A U.S. business delegation sent to Northern Ireland by President Joe Biden on Thursday discussed opportunities created by the region’s tailored trade deals after Brexit, but members acknowledged the political impasse had sown some doubts.
The trade mission, announced by Mr Biden during a visit to Belfast in April, was intended to help sell what the president described as an “unprecedented economic opportunity” created by the region’s dual access to UK and EU goods markets under the Windsor Framework Agreement.
The February deal, however, has so far failed to convince the region’s largest pro-British party, the Democratic Unionist Party (DUP), to end its boycott of the regional power-sharing government over barriers remaining trade with the rest of the United Kingdom.
“I think people are enthusiastic. This trip has opened their eyes,” the United States’ special envoy to Northern Ireland, Joe Kennedy III, who is leading the delegation of around 50 executives, told reporters. Americans.
But he also said a stable government is important for people who plan to invest hundreds of millions or billions of dollars. “We have to get this done,” he said of efforts to restore the power-sharing system put in place by the 1998 peace deal.
The delegation included Coca-Cola CFO John Murphy, Liberty Mutual Insurance CEO Tim Sweeney and New York State Comptroller Thomas DiNapoli.
But the New York State Pension Fund’s pledge to invest up to $50 million in Northern Ireland companies was the only major announcement of the trip.
One of the delegation members, Mark Anderson, chief executive of Alteryx Inc., said an expansion of his data analytics software business in the region was “something that’s definitely worth considering ” after Brexit threw “a little fuel on the fire” regarding the benefits of their London office. He added that political difficulties were not an obstacle.
February’s Windsor Agreement, which eases Northern Ireland’s access to the rest of the UK while leaving it in the EU single market for goods, is likely to create opportunities for manufacturers in particular, delegates said.

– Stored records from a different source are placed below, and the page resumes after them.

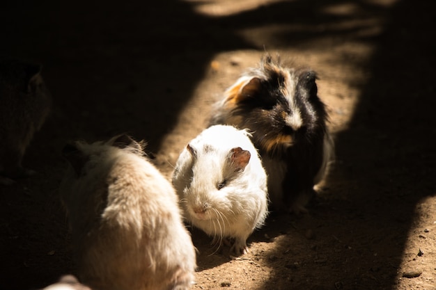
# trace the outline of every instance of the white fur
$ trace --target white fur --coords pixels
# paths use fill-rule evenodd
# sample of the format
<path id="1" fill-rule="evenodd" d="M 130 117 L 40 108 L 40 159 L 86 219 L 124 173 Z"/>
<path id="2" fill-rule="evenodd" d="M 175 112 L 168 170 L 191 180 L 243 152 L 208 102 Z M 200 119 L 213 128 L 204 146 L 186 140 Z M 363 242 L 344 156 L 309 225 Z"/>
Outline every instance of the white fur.
<path id="1" fill-rule="evenodd" d="M 196 156 L 185 148 L 173 175 L 186 219 L 210 236 L 235 238 L 231 250 L 237 255 L 247 250 L 247 239 L 263 224 L 267 209 L 267 175 L 249 136 L 232 126 L 204 130 L 189 143 Z M 235 174 L 226 168 L 226 159 L 238 147 L 249 151 L 251 158 L 244 170 Z M 231 180 L 217 189 L 226 178 Z M 204 213 L 195 212 L 202 207 Z"/>
<path id="2" fill-rule="evenodd" d="M 79 277 L 93 289 L 187 289 L 195 249 L 171 184 L 137 150 L 76 147 L 87 158 L 61 185 Z"/>

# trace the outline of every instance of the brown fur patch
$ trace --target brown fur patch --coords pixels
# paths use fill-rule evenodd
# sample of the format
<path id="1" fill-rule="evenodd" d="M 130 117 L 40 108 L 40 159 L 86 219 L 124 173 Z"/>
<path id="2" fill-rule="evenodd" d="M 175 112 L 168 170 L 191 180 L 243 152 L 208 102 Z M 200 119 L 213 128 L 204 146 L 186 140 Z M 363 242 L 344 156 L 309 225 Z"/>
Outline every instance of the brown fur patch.
<path id="1" fill-rule="evenodd" d="M 264 150 L 270 152 L 279 145 L 287 144 L 290 145 L 293 142 L 293 138 L 290 135 L 278 134 L 275 138 L 272 139 L 265 140 L 263 143 Z"/>

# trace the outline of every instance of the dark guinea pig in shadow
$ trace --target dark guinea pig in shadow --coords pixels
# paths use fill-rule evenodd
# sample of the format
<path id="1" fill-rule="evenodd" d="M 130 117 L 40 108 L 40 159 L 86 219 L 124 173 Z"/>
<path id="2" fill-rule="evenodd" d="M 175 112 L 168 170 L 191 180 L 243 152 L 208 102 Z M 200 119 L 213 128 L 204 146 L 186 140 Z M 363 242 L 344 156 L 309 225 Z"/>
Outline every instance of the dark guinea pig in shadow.
<path id="1" fill-rule="evenodd" d="M 34 172 L 22 160 L 33 134 L 49 114 L 52 96 L 41 75 L 41 65 L 20 60 L 0 61 L 0 184 Z"/>
<path id="2" fill-rule="evenodd" d="M 283 66 L 267 54 L 226 91 L 210 119 L 210 125 L 231 124 L 251 133 L 275 210 L 306 211 L 314 186 L 333 158 L 316 79 L 310 69 Z"/>

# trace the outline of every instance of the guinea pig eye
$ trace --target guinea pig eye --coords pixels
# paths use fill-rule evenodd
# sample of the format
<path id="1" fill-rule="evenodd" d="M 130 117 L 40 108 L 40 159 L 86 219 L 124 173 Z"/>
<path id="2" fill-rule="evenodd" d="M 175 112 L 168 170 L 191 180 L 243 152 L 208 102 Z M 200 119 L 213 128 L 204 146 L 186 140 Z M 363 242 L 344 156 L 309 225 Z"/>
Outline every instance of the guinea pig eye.
<path id="1" fill-rule="evenodd" d="M 223 180 L 222 182 L 219 182 L 219 183 L 217 184 L 217 189 L 220 190 L 223 187 L 226 186 L 226 184 L 227 184 L 227 181 L 225 180 L 225 179 Z"/>

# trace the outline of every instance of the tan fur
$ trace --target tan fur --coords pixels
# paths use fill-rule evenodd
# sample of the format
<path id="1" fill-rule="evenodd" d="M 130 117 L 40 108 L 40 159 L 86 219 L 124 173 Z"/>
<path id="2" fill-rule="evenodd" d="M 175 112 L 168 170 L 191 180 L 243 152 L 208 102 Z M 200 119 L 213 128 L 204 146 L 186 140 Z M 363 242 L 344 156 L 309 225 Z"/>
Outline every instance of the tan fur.
<path id="1" fill-rule="evenodd" d="M 111 142 L 76 143 L 86 162 L 61 186 L 81 282 L 96 290 L 187 289 L 195 251 L 172 186 L 134 150 Z"/>

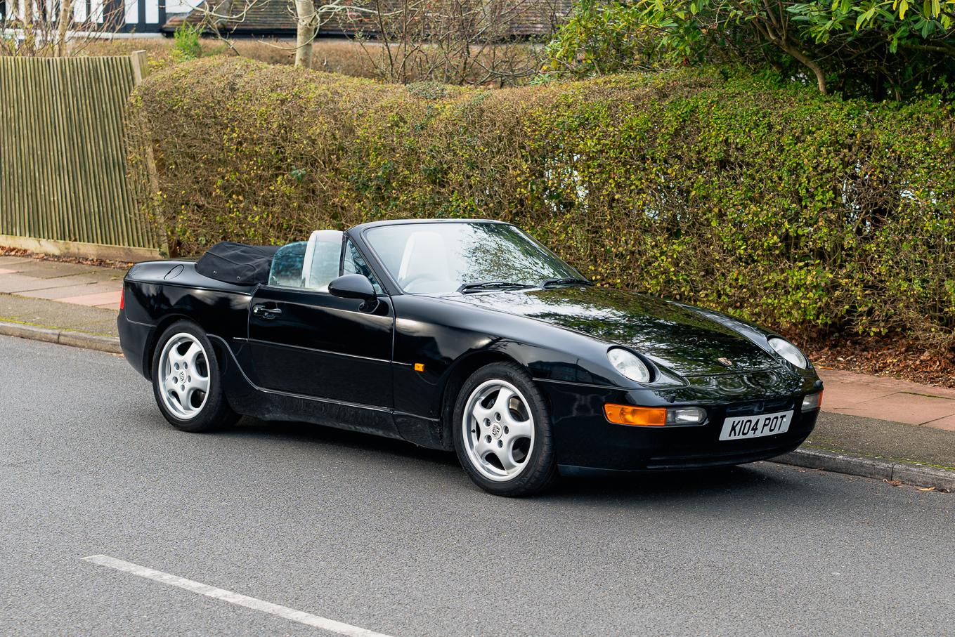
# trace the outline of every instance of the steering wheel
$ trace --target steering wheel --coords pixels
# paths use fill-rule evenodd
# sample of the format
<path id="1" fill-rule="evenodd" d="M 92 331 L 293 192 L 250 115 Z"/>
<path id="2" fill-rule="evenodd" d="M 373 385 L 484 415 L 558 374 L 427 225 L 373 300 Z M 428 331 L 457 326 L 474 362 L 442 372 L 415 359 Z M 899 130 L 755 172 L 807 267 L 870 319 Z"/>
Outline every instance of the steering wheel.
<path id="1" fill-rule="evenodd" d="M 440 281 L 440 279 L 438 279 L 431 272 L 422 272 L 421 274 L 418 274 L 417 276 L 413 277 L 411 279 L 405 279 L 404 281 L 399 281 L 398 284 L 401 286 L 402 289 L 408 289 L 418 281 Z"/>

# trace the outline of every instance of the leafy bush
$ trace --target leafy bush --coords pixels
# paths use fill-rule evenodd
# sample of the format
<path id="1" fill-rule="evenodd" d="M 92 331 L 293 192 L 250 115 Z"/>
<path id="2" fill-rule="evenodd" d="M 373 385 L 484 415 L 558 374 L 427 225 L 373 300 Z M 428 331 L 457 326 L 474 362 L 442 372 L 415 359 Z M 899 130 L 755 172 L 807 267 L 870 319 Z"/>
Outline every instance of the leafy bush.
<path id="1" fill-rule="evenodd" d="M 182 24 L 176 29 L 173 57 L 177 62 L 187 62 L 202 56 L 202 45 L 199 41 L 202 34 L 202 25 Z"/>
<path id="2" fill-rule="evenodd" d="M 560 72 L 731 62 L 813 82 L 823 94 L 897 101 L 953 96 L 955 0 L 576 0 L 548 47 Z M 634 54 L 638 53 L 638 54 Z"/>
<path id="3" fill-rule="evenodd" d="M 587 276 L 777 328 L 955 328 L 955 118 L 749 74 L 381 85 L 205 59 L 131 99 L 181 254 L 384 218 L 518 223 Z M 144 161 L 152 149 L 159 193 Z"/>

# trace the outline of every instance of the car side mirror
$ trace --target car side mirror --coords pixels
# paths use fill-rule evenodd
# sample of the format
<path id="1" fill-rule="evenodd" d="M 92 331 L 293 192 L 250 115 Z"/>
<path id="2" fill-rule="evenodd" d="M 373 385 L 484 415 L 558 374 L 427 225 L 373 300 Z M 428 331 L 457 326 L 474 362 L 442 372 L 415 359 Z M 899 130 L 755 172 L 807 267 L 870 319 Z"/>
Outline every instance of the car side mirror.
<path id="1" fill-rule="evenodd" d="M 332 279 L 329 284 L 329 292 L 343 299 L 361 299 L 365 303 L 361 304 L 359 309 L 363 311 L 372 311 L 378 306 L 378 295 L 371 287 L 371 282 L 361 274 L 346 274 Z"/>

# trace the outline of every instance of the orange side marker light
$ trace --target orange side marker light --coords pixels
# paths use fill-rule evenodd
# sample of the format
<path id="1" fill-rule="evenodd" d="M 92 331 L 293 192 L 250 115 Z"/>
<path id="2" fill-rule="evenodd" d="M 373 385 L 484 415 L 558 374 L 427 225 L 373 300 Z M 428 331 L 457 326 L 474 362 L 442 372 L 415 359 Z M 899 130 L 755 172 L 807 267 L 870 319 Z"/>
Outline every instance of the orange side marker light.
<path id="1" fill-rule="evenodd" d="M 604 405 L 606 419 L 618 425 L 663 427 L 667 424 L 667 410 L 632 405 Z"/>

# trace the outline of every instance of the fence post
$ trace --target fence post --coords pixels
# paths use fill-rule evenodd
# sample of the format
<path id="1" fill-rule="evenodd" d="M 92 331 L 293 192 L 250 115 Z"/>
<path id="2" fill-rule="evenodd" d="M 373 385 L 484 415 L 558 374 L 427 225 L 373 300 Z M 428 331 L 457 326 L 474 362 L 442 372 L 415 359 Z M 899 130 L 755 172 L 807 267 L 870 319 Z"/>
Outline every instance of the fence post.
<path id="1" fill-rule="evenodd" d="M 145 51 L 134 51 L 130 55 L 133 62 L 133 77 L 135 86 L 139 86 L 142 80 L 149 76 L 149 58 Z M 159 226 L 159 236 L 156 238 L 159 244 L 159 254 L 169 258 L 169 233 L 166 230 L 165 219 L 162 215 L 162 194 L 159 192 L 159 176 L 156 170 L 156 156 L 153 153 L 153 132 L 142 116 L 139 116 L 139 126 L 146 138 L 146 174 L 149 179 L 149 194 L 153 215 Z"/>
<path id="2" fill-rule="evenodd" d="M 139 86 L 149 75 L 149 58 L 145 51 L 134 51 L 130 58 L 133 60 L 133 85 Z"/>

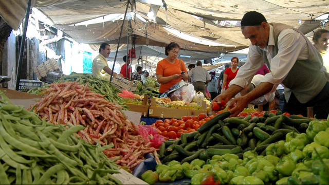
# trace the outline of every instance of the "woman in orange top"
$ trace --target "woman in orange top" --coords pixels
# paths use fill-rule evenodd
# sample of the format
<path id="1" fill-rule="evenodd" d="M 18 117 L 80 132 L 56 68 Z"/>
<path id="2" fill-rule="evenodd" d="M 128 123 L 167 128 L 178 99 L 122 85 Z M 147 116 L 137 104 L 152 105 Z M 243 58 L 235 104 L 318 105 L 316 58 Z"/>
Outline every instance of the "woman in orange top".
<path id="1" fill-rule="evenodd" d="M 179 49 L 177 43 L 172 42 L 168 44 L 164 53 L 168 57 L 160 61 L 156 66 L 156 75 L 157 81 L 160 84 L 160 96 L 181 79 L 185 81 L 189 78 L 184 62 L 176 58 Z M 182 71 L 185 73 L 182 74 Z"/>

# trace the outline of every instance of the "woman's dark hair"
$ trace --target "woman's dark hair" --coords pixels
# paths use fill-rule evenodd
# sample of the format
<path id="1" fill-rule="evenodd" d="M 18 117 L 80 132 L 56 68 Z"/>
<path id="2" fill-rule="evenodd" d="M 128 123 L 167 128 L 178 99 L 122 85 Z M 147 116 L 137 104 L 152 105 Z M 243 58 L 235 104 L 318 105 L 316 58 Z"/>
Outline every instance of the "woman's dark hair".
<path id="1" fill-rule="evenodd" d="M 237 62 L 239 62 L 239 59 L 237 58 L 237 57 L 233 57 L 232 58 L 232 59 L 231 59 L 231 62 L 232 62 L 232 61 L 233 60 L 233 59 L 236 59 L 236 60 L 237 60 Z"/>
<path id="2" fill-rule="evenodd" d="M 316 32 L 314 32 L 314 34 L 313 35 L 313 38 L 312 38 L 312 41 L 314 42 L 318 42 L 319 39 L 321 38 L 321 35 L 322 33 L 329 33 L 329 31 L 324 29 L 319 29 Z"/>
<path id="3" fill-rule="evenodd" d="M 102 44 L 101 44 L 101 45 L 99 46 L 99 49 L 98 49 L 98 51 L 99 51 L 99 52 L 100 53 L 101 49 L 105 49 L 105 48 L 106 47 L 106 46 L 109 46 L 109 44 L 107 43 L 102 43 Z"/>
<path id="4" fill-rule="evenodd" d="M 180 49 L 180 47 L 179 47 L 178 44 L 174 42 L 171 42 L 169 43 L 169 44 L 166 46 L 164 54 L 166 54 L 166 55 L 168 56 L 168 51 L 170 51 L 171 50 L 173 49 L 173 48 L 174 48 L 175 47 L 178 47 L 178 48 Z"/>

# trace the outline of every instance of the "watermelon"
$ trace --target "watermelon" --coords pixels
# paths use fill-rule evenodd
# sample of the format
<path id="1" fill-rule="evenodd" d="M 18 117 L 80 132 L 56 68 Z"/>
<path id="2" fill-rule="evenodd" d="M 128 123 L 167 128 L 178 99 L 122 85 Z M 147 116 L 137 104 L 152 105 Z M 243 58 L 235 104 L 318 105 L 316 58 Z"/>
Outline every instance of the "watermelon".
<path id="1" fill-rule="evenodd" d="M 135 83 L 136 84 L 136 87 L 137 87 L 137 88 L 136 88 L 136 90 L 140 91 L 142 90 L 142 88 L 143 88 L 143 84 L 142 84 L 142 83 L 138 81 L 138 80 L 134 80 L 134 81 L 135 82 Z"/>
<path id="2" fill-rule="evenodd" d="M 146 87 L 156 87 L 156 81 L 152 77 L 148 77 L 144 81 L 144 86 Z"/>

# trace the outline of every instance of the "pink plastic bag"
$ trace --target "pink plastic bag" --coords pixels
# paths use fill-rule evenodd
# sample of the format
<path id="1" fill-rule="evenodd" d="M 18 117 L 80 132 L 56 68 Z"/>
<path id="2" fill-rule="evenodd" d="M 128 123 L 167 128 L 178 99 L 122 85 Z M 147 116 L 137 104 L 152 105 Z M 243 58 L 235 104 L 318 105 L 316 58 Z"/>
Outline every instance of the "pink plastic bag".
<path id="1" fill-rule="evenodd" d="M 152 127 L 151 125 L 138 125 L 138 134 L 143 136 L 144 139 L 150 141 L 151 146 L 158 149 L 164 141 L 164 137 L 158 134 L 156 129 Z"/>
<path id="2" fill-rule="evenodd" d="M 122 90 L 122 93 L 118 93 L 118 95 L 122 98 L 129 98 L 132 99 L 134 99 L 134 93 L 132 91 L 127 90 L 127 89 Z"/>

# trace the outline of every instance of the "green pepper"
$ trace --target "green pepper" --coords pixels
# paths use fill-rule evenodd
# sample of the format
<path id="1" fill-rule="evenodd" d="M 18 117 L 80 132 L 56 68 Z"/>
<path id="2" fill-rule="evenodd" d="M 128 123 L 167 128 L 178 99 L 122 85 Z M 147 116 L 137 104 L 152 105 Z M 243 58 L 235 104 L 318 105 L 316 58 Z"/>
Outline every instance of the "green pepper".
<path id="1" fill-rule="evenodd" d="M 206 162 L 205 162 L 204 160 L 199 159 L 195 159 L 191 162 L 191 164 L 194 166 L 197 165 L 200 167 L 202 167 L 202 166 L 203 166 L 205 164 L 206 164 Z"/>
<path id="2" fill-rule="evenodd" d="M 181 167 L 181 165 L 179 164 L 172 164 L 170 166 L 170 170 L 176 170 L 177 172 L 175 174 L 176 176 L 176 179 L 180 179 L 184 177 L 184 172 L 183 168 Z"/>
<path id="3" fill-rule="evenodd" d="M 189 177 L 189 178 L 192 178 L 194 175 L 198 174 L 199 172 L 197 170 L 187 170 L 184 172 L 184 174 L 185 176 Z"/>
<path id="4" fill-rule="evenodd" d="M 283 142 L 278 142 L 277 143 L 272 143 L 270 144 L 266 149 L 266 155 L 272 155 L 273 156 L 280 157 L 284 153 L 284 144 L 285 143 L 284 141 Z"/>
<path id="5" fill-rule="evenodd" d="M 175 164 L 180 164 L 180 162 L 176 161 L 176 160 L 172 160 L 170 162 L 169 162 L 168 163 L 168 164 L 167 165 L 168 166 L 170 167 L 171 166 L 173 165 L 175 165 Z"/>
<path id="6" fill-rule="evenodd" d="M 308 123 L 308 127 L 306 129 L 306 134 L 312 140 L 315 136 L 321 131 L 324 131 L 328 127 L 326 122 L 322 122 L 315 119 Z"/>
<path id="7" fill-rule="evenodd" d="M 312 153 L 314 151 L 314 149 L 317 149 L 321 145 L 315 142 L 313 142 L 310 144 L 308 144 L 305 146 L 303 149 L 303 155 L 304 157 L 311 158 Z"/>
<path id="8" fill-rule="evenodd" d="M 243 179 L 244 184 L 264 184 L 264 182 L 259 178 L 247 176 Z"/>
<path id="9" fill-rule="evenodd" d="M 260 179 L 265 183 L 268 182 L 269 180 L 267 173 L 263 170 L 261 170 L 257 172 L 253 172 L 251 176 Z"/>
<path id="10" fill-rule="evenodd" d="M 275 181 L 278 179 L 279 173 L 275 166 L 264 166 L 263 170 L 266 173 L 270 181 Z"/>
<path id="11" fill-rule="evenodd" d="M 250 174 L 249 173 L 248 169 L 245 167 L 241 165 L 237 166 L 234 172 L 233 173 L 233 176 L 234 177 L 239 176 L 244 176 L 246 177 L 249 175 L 250 175 Z"/>
<path id="12" fill-rule="evenodd" d="M 243 179 L 245 178 L 244 176 L 240 176 L 232 178 L 230 181 L 230 184 L 243 184 Z"/>
<path id="13" fill-rule="evenodd" d="M 218 180 L 217 175 L 211 171 L 206 172 L 202 174 L 203 179 L 200 184 L 218 184 L 220 181 Z"/>
<path id="14" fill-rule="evenodd" d="M 158 181 L 159 175 L 156 172 L 148 170 L 140 175 L 140 178 L 146 182 L 153 184 Z"/>
<path id="15" fill-rule="evenodd" d="M 265 159 L 266 159 L 268 162 L 270 162 L 273 165 L 276 166 L 277 164 L 280 162 L 280 158 L 277 156 L 275 156 L 272 155 L 266 155 L 265 157 Z"/>
<path id="16" fill-rule="evenodd" d="M 318 155 L 320 155 L 321 158 L 322 159 L 329 158 L 329 149 L 327 147 L 323 146 L 321 146 L 316 148 L 316 151 L 318 154 L 316 153 L 315 150 L 312 152 L 312 159 L 316 160 L 319 159 Z"/>
<path id="17" fill-rule="evenodd" d="M 226 183 L 228 182 L 229 179 L 226 172 L 220 168 L 220 167 L 214 167 L 211 169 L 211 171 L 215 173 L 217 177 L 220 179 L 222 183 Z"/>
<path id="18" fill-rule="evenodd" d="M 192 168 L 193 168 L 193 165 L 187 162 L 185 162 L 184 163 L 181 164 L 181 168 L 183 168 L 183 170 L 184 170 L 184 172 L 186 172 L 188 170 L 192 170 Z"/>
<path id="19" fill-rule="evenodd" d="M 290 158 L 295 163 L 298 162 L 300 160 L 304 159 L 304 155 L 303 155 L 303 152 L 296 149 L 295 151 L 290 153 Z"/>
<path id="20" fill-rule="evenodd" d="M 295 168 L 295 163 L 290 159 L 281 160 L 276 166 L 277 170 L 285 176 L 291 175 Z"/>
<path id="21" fill-rule="evenodd" d="M 158 164 L 155 166 L 155 170 L 158 173 L 158 174 L 160 174 L 163 171 L 168 171 L 170 168 L 167 165 L 164 164 Z"/>
<path id="22" fill-rule="evenodd" d="M 203 176 L 202 173 L 198 173 L 194 175 L 191 179 L 191 184 L 201 184 L 201 181 L 202 180 Z"/>
<path id="23" fill-rule="evenodd" d="M 321 131 L 314 137 L 314 142 L 329 147 L 329 132 Z"/>
<path id="24" fill-rule="evenodd" d="M 281 184 L 288 184 L 288 177 L 283 177 L 280 180 L 278 180 L 276 182 L 276 185 L 281 185 Z"/>

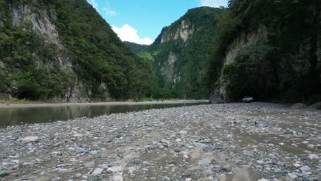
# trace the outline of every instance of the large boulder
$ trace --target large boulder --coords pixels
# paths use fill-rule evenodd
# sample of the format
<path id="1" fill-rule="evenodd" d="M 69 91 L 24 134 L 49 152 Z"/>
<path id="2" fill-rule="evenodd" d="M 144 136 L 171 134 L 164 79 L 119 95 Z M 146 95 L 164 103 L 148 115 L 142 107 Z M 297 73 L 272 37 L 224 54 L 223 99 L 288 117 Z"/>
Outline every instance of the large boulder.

Some of the manufacturing companies who visited Northern Ireland were “intrigued by the unique market access”, Stephen Kelly, of trade body Manufacturing NI, told Reuters after hosting a session with delegates.
Around 230 American companies are present in the region. But south of the border, Ireland’s much faster-growing economy is more attractive to U.S. businesses thanks to decades-long business-friendly policies and a 12.5% corporate tax rate. , half that of the United Kingdom.
Speaking in Dublin, Irish Foreign Minister Micheal Martin said Northern Ireland could not fully seize the opportunities available to it in the absence of local government.